Dokumentasi CBS pada tahun 1996 terpusat pada pabrik-pabrik Nike, termasuk serangan manajer pabrik terhadap pekerja di Vietnam (seorang pengawas pabrik dituduh memperkosa 15 pekerja perempuan). Dikerahkan sebuah jaringan transnasional anti-Nike termasuk Global Exchange (Amerika), Press for Change (Amerika), Vietnam Labor Watch (Amerika, Vietnam), Nike: Fair Play? (Belanda), Let’s Go Fair (Swiss). Clinton Administration menyorot CSR dengan mengumpulkan Apparel Industry Partnership (AIP) (perkongsian industri pakaian) yang termasuk Nike, perusahaan-perusahaan besar lain, serikat pekerja dan hak asasi manusia, agama, dan organisasi konsumen. Tujuannya adalah menetapkan kesepakatan industri untuk mengurangi ‘sweatshop’ (pasar keringat) (Sage 1999, 33, 47-51).

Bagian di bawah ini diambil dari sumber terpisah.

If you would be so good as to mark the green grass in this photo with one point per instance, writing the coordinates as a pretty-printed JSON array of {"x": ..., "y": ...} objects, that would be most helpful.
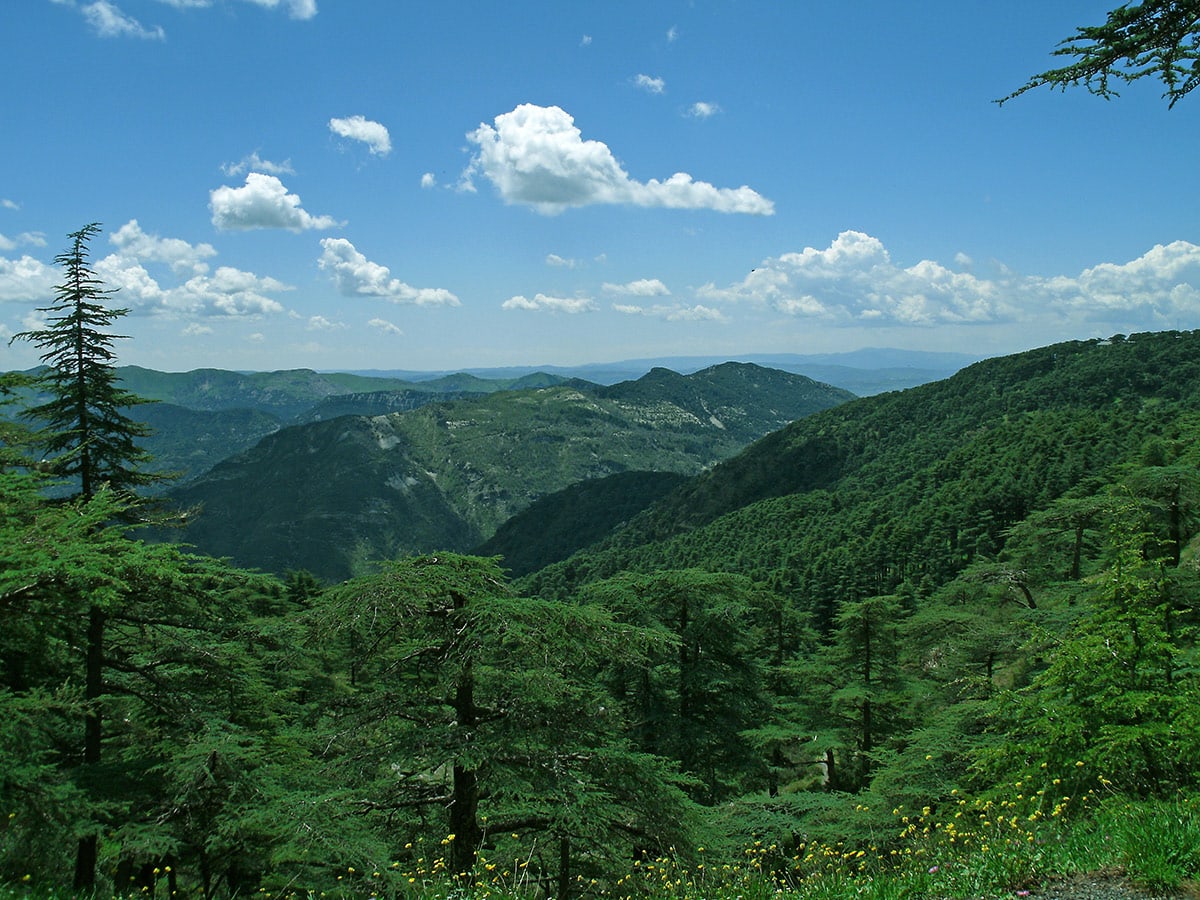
[{"x": 977, "y": 849}]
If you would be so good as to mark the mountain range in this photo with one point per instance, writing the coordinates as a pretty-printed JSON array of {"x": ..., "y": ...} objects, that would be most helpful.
[{"x": 331, "y": 496}]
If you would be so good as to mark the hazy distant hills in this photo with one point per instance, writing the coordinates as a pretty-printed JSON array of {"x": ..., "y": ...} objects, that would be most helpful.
[
  {"x": 852, "y": 501},
  {"x": 862, "y": 372},
  {"x": 331, "y": 496}
]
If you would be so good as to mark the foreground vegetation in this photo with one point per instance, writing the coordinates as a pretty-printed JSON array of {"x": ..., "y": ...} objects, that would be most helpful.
[
  {"x": 941, "y": 642},
  {"x": 971, "y": 850}
]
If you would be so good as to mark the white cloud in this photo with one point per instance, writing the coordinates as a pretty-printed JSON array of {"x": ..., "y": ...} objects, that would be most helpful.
[
  {"x": 357, "y": 127},
  {"x": 357, "y": 276},
  {"x": 676, "y": 312},
  {"x": 541, "y": 303},
  {"x": 535, "y": 156},
  {"x": 642, "y": 287},
  {"x": 108, "y": 21},
  {"x": 651, "y": 85},
  {"x": 179, "y": 255},
  {"x": 253, "y": 162},
  {"x": 700, "y": 109},
  {"x": 263, "y": 202},
  {"x": 227, "y": 292},
  {"x": 35, "y": 239},
  {"x": 25, "y": 279},
  {"x": 385, "y": 327},
  {"x": 169, "y": 276},
  {"x": 856, "y": 281},
  {"x": 297, "y": 9},
  {"x": 319, "y": 323}
]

Nike secara gigih mempetahankan pelaksanaan CSRnya dan bergabung dengan AIP. Meski demikian Nike menolak monitor dari pihak ketiga (misalnya Nike tidak mengijinkan NGO, Global Exxchange untuk mengunjungi pabrik-pabrik di Indonesia atau bertemu dengan perusahaan monitoring Nike, Ernst & Young). Phil Knight menentang resolusi monitoring independen pada pertemuan pemegang saham pada tahun 1996 (Shaw, 1999, 46-47).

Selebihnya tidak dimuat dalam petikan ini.